The layoff plans announced this week by AOL and Netscape raise questions about similar possibilities in the merger between @Home Network and Excite.

Jim Hu Staff Writer, CNET News.com
Jim Hu
covers home broadband services and the Net's portal giants.
Jim Hu
2 min read
The layoff plans announced this week by AOL and Netscape Communications have raised questions about similar possibilities in the merger between @Home Network and Excite.

Although the deals bear many differences, both involve high-profile Internet companies that face the prospect of redundancies in various departments. Even without parallel business models, any merger is subject to some layoffs where administrative positions are duplicated.

But some analysts have said that @Home, which moved to acquire Web portal heavyweight Excite in January, may not have to make many drastic moves.

"Whatever overlap there is will be more than made up by the natural growth of the company," said Glenn Powers, an analyst at Cruttenden Roth. "@Home is a small company with a big future."

@Home is growing at such a rate that, even if some jobs overlap in content divisions in the newly combined company, the company still needs more employees, Powers and others say. Analysts also point to @Home's ongoing hiring spree.

"@Home is still hiring as fast as they can...You can't get a parking space there anymore!" said Michael Harris, an analyst with Kinetic Strategies. @Home has about 600 employees, up from about 100 in 1997, while Excite has 800 people on its payroll.

Nevertheless, it is nearly impossible to predict with any certainty what could happen with such multibillion-dollar deals. To be sure, some analysts were caught off guard when AOL announced Wednesday that it will cut up to 500 jobs at Netscape and as many more internally as a result of its recent corporate marriage.

The situation with @Home and Excite, however, may be markedly different. Bruce Smith, an equity analyst with Jeffries & Company, said the two companies "really are separate entities" and added: "It's completely different from Netscape-AOL."

Both companies declined to comment on their merger or the potential for layoffs, citing a Securities and Exchange Commission-mandated "quiet" period.

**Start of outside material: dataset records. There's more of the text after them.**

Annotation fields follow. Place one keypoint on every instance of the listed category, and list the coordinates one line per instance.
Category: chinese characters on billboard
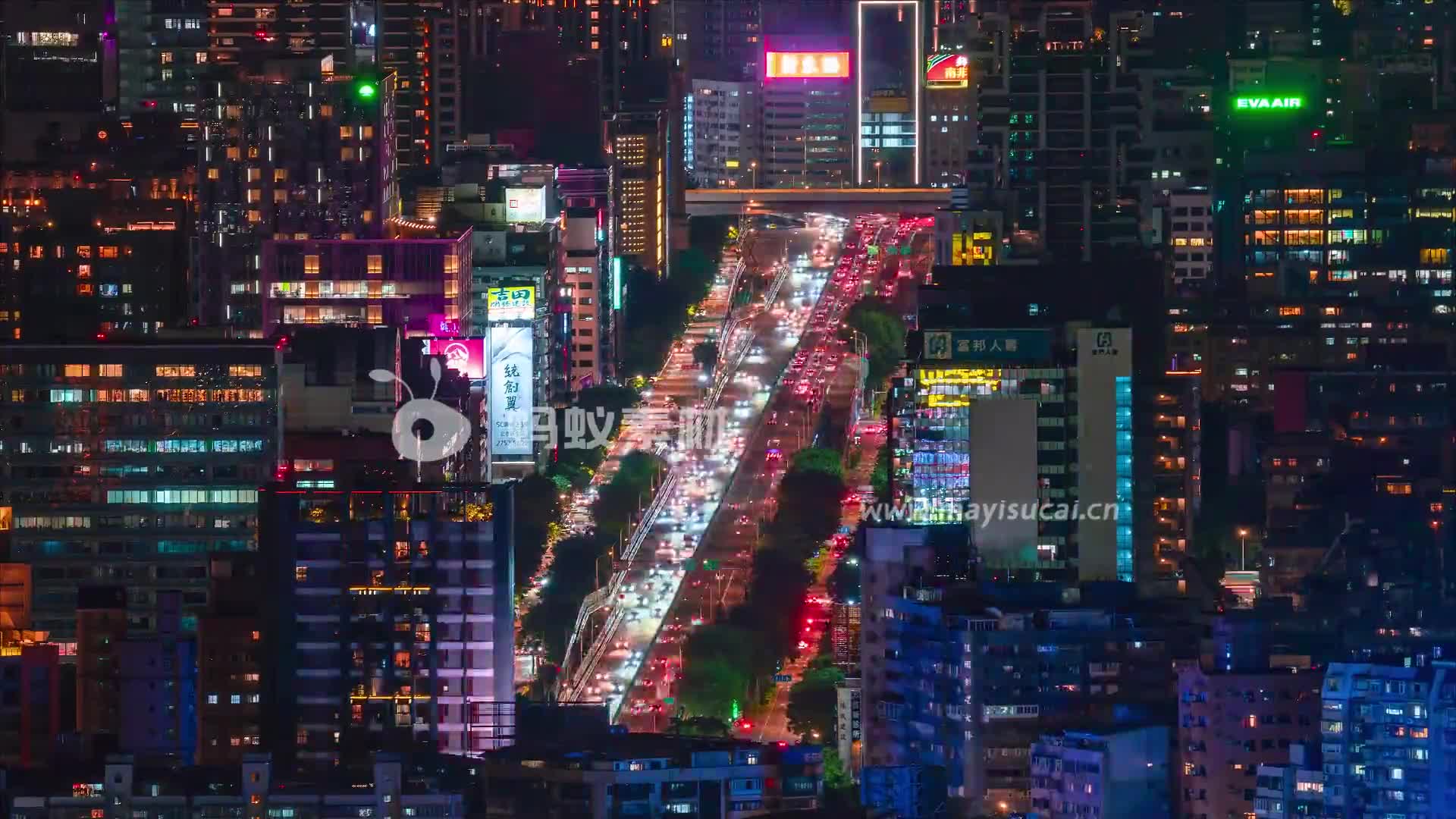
(807, 64)
(511, 385)
(462, 354)
(525, 205)
(946, 71)
(510, 303)
(440, 325)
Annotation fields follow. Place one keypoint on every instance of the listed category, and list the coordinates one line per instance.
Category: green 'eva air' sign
(1269, 102)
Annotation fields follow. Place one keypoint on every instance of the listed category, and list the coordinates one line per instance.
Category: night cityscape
(727, 409)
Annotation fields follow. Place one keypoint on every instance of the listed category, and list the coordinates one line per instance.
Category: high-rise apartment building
(128, 464)
(721, 134)
(86, 268)
(60, 71)
(968, 682)
(1056, 111)
(162, 55)
(294, 152)
(1122, 773)
(641, 164)
(1232, 722)
(394, 621)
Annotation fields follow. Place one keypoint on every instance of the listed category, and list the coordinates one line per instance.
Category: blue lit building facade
(963, 681)
(1009, 425)
(127, 464)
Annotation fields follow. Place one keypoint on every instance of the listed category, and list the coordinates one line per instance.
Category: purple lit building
(366, 281)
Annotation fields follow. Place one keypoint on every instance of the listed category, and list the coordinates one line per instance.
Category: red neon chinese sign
(807, 64)
(948, 71)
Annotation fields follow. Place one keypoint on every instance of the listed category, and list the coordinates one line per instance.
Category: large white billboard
(511, 387)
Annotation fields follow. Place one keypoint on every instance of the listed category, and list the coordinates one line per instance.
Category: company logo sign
(462, 354)
(948, 71)
(1269, 102)
(424, 428)
(510, 303)
(807, 64)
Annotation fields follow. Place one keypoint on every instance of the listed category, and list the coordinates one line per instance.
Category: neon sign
(807, 64)
(946, 71)
(1269, 102)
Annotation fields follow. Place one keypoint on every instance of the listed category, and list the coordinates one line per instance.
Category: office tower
(392, 621)
(60, 72)
(721, 134)
(162, 55)
(89, 268)
(400, 281)
(231, 662)
(808, 112)
(949, 114)
(134, 692)
(293, 152)
(986, 419)
(639, 156)
(1229, 723)
(720, 38)
(1101, 774)
(889, 105)
(585, 193)
(1065, 171)
(128, 464)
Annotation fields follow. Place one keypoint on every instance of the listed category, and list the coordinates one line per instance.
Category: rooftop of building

@Home and Excite have some similar positions in their content divisions, including @Home's @Media unit, yet Excite is largely collects content while @Home produces only a limited amount of content for the Net.

Many of @Home's employees manage the company's fiber optic backbone, regional data centers, and content caching sites, while Excite's staff includes Web developers, Internet application programmers, and a pivotal advertising and e-commerce sales force.

The @Home-Excite deal, which analysts say is expected to close in late April or early May, has been approved by both companies' boards of directors. The merger must still be approved by shareholders, as well as federal regulators.

@Home plans to hold its annual shareholder meeting later this spring, but no specific date has yet been set.